XHTML Friends Network is a simple piece of mark-up for identifying human relationships of links. Aimed at personal websites – weblogs and blogrolls in particular – you simply add a rel attribute to your link with a space-separated list of relationships, e.g.

<a href="http://www.adactio.com/"
   title="Jeremy Keith"
   rel="friend met colleague neighbor">

The possible values of relationship are pre-defined and in most cases are deliberately open to interpretation. For example, the two work-related values, colleague and co-worker do not necessarily imply each other. A co-worker is someone who works for the same company as you, whereas a colleague is someone who does the same job as you (a fellow doctor or Web designer).

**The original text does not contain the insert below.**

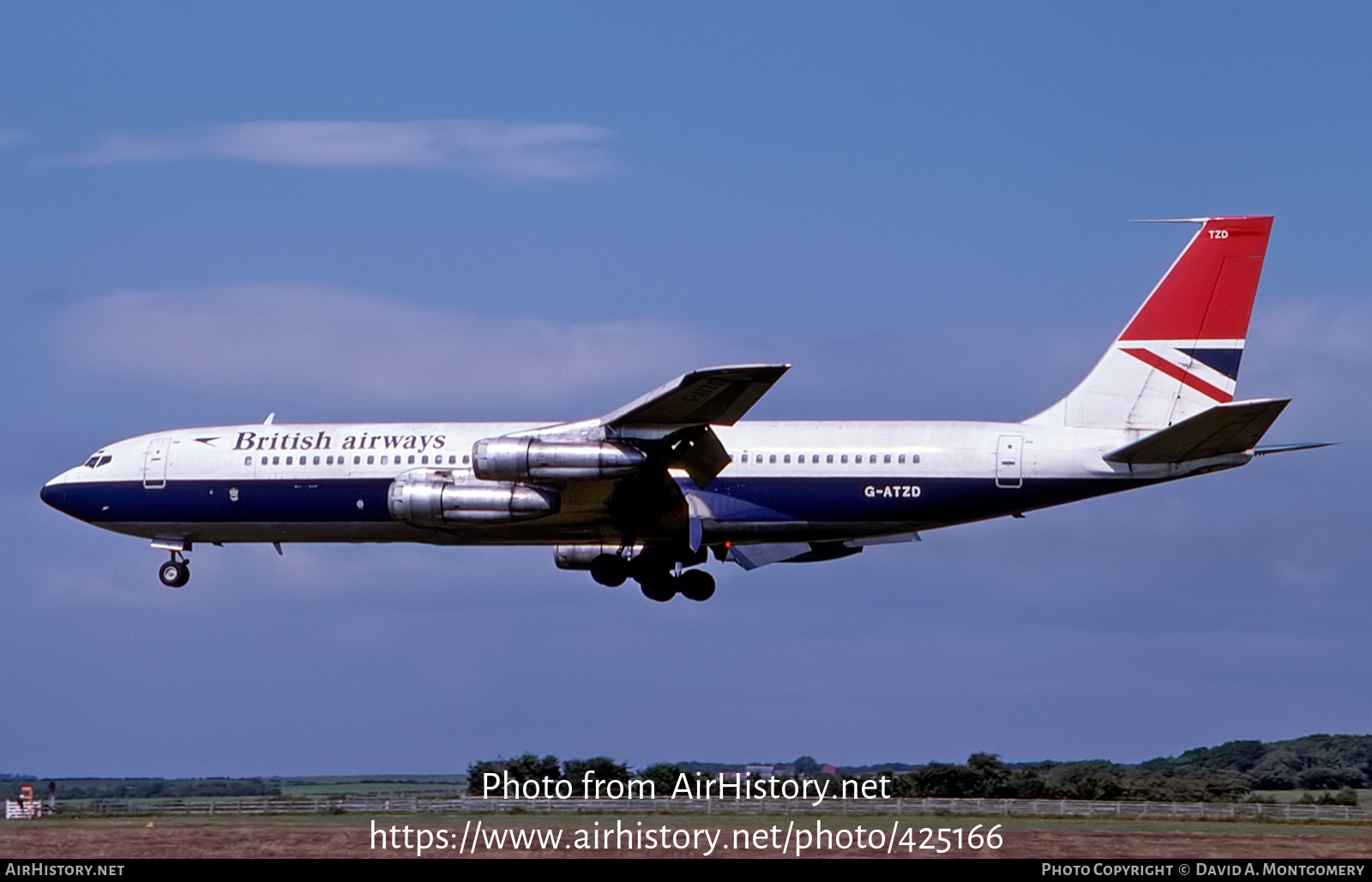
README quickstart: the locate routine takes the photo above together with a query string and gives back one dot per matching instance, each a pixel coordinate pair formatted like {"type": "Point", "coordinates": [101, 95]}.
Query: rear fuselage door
{"type": "Point", "coordinates": [155, 463]}
{"type": "Point", "coordinates": [1008, 461]}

XFN was only released last month so as yet there’s no direct application. That said XFN came from the minds of Tantek Çelik, Eric Meyer and Matthew Mullenweg, some of the cleverest minds in the business, so I foresee a bright future. If the major blogging and blogroll tools adopt XFN then there will be a gaping hole for a spidering tool to show all these relationships (maybe graphically with SVG – now that would be cool). For now we have a nifty bookmarklet developed by Ben Zanin which lists all XFN-enabled links in a page and CSS2 selectors to format given relationships. For instance, I display an asterisk next to blogs belonging to folks I’ve actually met:

a[rel~="met"]:after {content: " *";}

† The Burgled list of Web sites on the Clagnut home page is a blogroll – a list of blogs that I read regularly.